God, the man was windy too, along with his many other faults. “If this was supposed to be an eighteenth-century painting,” she said crisply, “scientific analysis would be helpful. The pigments in use three hundred years ago were quite different from the ones available today, as were the canvases, which would have been handwoven at that time—”

“Yes, I’m aware of all that, but—”

“There would be
craquelure
to be analyzed for authenticity, as well as dust and grime. But in this case, the painting is supposedly only forty-some years old. The pigments in use then were the same ones available today. The same is true for brushes, canvases, stretchers, and the rest. There is no
craquelure
to be analyzed, no grime to be aged. Moreover, unless the person who painted this is completely incompetent, which he obviously is not, he will have used the very same materials and techniques that O’Keeffe would have used. He would have—”

Hey, you can be pretty windy yourself
, she thought, and stopped. In any case, de Beauvais looked very satisfactorily snowed.

“Okay if I turn it around?” she asked Hooper, who was seated off to the side, silently observing. “Sure. Just don’t drop it. Three million bucks. Whew.”

She turned it with care and set it back on the easel, making sure that it was the frame and not the canvas that came in contact with the support. The backing, like the backings of most paintings that have been around for a while and have changed hands, had a few stuck-on labels, yellowed and curling, and various indecipherable stamps and scrawls. One of the ink scrawls was the anticipated “signature,” a simple
OK
in a loose, five-pointed star. That proved nothing one way or the other. In fact, the
lack
of a signature would have been a better indication of authenticity. Not only were O’Keeffe’s initials the easiest thing in the world to fake, but whereas a good many famous artists didn’t sign all their work, no
forger
of famous artists would think of leaving one of his fakes unsigned.

One instance in particular came unbidden to her mind and made her smile. A small but elite European museum had been in the process of acquiring an elaborate, sinuous El Greco painting that bore a strikingly bold “El Greco” signature in the lower right-hand corner. Until, that is, someone had pointed out that El Greco himself—“the Greek”—naturally enough signed his pictures with his actual name, Domeniko Theotokopoulos—in Greek.
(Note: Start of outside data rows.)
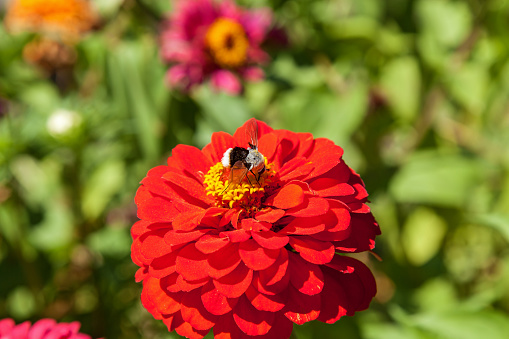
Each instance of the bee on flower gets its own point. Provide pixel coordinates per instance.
(249, 254)
(216, 41)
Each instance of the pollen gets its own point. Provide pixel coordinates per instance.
(247, 195)
(227, 43)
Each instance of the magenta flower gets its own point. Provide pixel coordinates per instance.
(43, 329)
(205, 40)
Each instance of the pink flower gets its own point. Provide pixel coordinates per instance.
(43, 329)
(204, 40)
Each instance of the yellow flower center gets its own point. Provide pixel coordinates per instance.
(246, 195)
(65, 18)
(227, 43)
Her smile brought quizzical looks from the two men, and she quickly sobered her expression and concentrated on her examination. The stamps were mostly illegible, but one of the two labels was from an art gallery:
Galerie Xanadu, 1421 Central Avenue NE, Albuquerque, NM
. So it had a history after all; at some point in the past, it had passed through a dealership or auction house called Galerie Xanadu. That was interesting and worth following up. She borrowed a pen and notepad from the detective and jotted it down.

The other label was right smack in the center of the back:
The Cliffs at Ghost Ranch, Georgia O’Keeffe, 1964.
She thought about that for a moment and then spun toward de Beauvais. “You’ve already seen this label, haven’t you? That’s why you were so sure about the
1964
and the rest of it. You saw it when you were in Liz’s office yesterday, didn’t you?”
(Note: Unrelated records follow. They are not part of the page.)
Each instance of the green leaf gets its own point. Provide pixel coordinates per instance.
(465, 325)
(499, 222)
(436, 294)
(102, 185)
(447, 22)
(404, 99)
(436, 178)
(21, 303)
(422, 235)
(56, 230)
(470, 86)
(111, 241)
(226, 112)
He blinked back at her, all aggrieved innocence. “I should say not. I assure you I have never set eyes on this label before.”
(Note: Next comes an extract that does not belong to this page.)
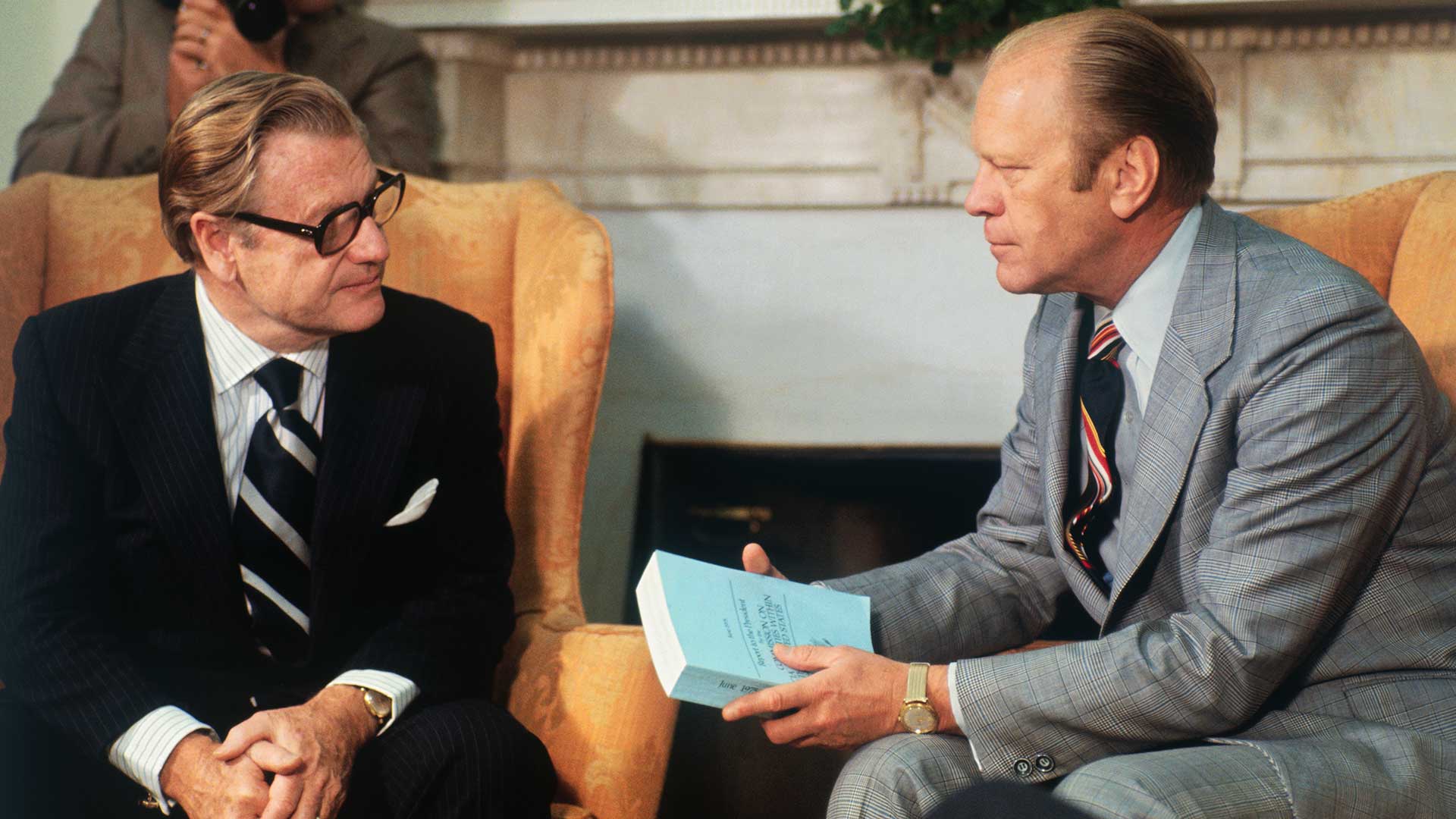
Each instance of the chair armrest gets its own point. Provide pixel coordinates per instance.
(592, 695)
(25, 209)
“Okay, then she told you the name of it.”

“She most certainly did not, and I must say, I resent your implication. I mean, really…!”

She ignored him, making it as pointed as she could. To Hooper she said, “I may be wrong about its being a fake, but I don’t think so. But give me a couple of days and I should be able to give you something more definitive. If it’s all right with you, I’d like to leave now.”

“Fine with me,” Hooper said. “We’d appreciate it if you could stay in the area for a few days. We might want to talk to you again.”

“I will. And Lieutenant Mendoza has my cell phone number.”

Hooper rose to let her out, and at the steel-barred door, out of de Beauvais’ hearing, she said, “If I were you, Detective, I wouldn’t let that man out of my sight in there.”

Hooper nodded solemnly. Behind him she saw de Beauvais still staring at the painting with an unreadable frown on his face.

CHAPTER 10

The unreadable frown was still there twenty minutes later as Ted sat in El Canon, the coffee shop at the Hilton hotel. In front of him was a grande cappuccino, untouched and cooling. Beside it his fingers drummed quietly on the table as he tried to reassess the convictions that only an hour ago had seemed like certainties.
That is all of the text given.